1. The simple question which arises in this second apeal is the same as that which was decided in the Court of Appeal below, namely, whether defendant No. 1 not having set up his alleged prior lien in the suit brought by Gopal Sahu to which he was made a party, is precluded from raising the plea in the present suit. On the authorities cited by the learned Judge in the Court below in his judgment and on the further authority of the Judicial Committee in the case of Mahomed Ibrahim Hossein Khan v. Ambika Pershad Singh 14 Ind. Cas. 496 : 11 M.L.T. 265; (1912) M W.N. 367 : 9 A.L.J. 332 : 14 Bom. L.R. 280 : 16 C.W.N. 505 : 15 C.L. J, 411 : 39 C. 527 (P.C.) : 22 M.L.J. 468 we are clearly of opinion that the learned Judge in the Court below was right when he says that these decisions clearly lay down that a subsequent mortgagee, who has been made party to a suit on a prior mortgage but who has failed to appear, cannot afterwards aise the plea that he had paid off a prior lien and was, therefore, in the position of a prior mortgagee. The same question was recently discussed at length in Mohant Kishen Dyal Gir v. Mahomed Amiral Hussein 26 Ind. Cas. 073 : 19 C.W.N. 942 which was decided by one of us sitting with Mr. Justice Carnduff on the 16th December 1914, in which we said, the test in all cases we have had laid, before us is, was the defendant impleaded as a puisne mortgagee and, therefore, a necessary party, if he was, he is bound to set up his prior mortgage as well as his subsequent mortgage. That being so, we can have no doubt that the decision of the lower Court is correct.

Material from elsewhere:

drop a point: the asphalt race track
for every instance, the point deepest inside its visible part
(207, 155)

2. As regards any equitable relief which might have been given to the parties on the facts, we do not think that in second appeal we can deal with that question. The only question before us is whether the learned Judge in the Court below was right or wrong in the matter of the law as laid down by him.
3. The result is that the appeal is dismissed with costs.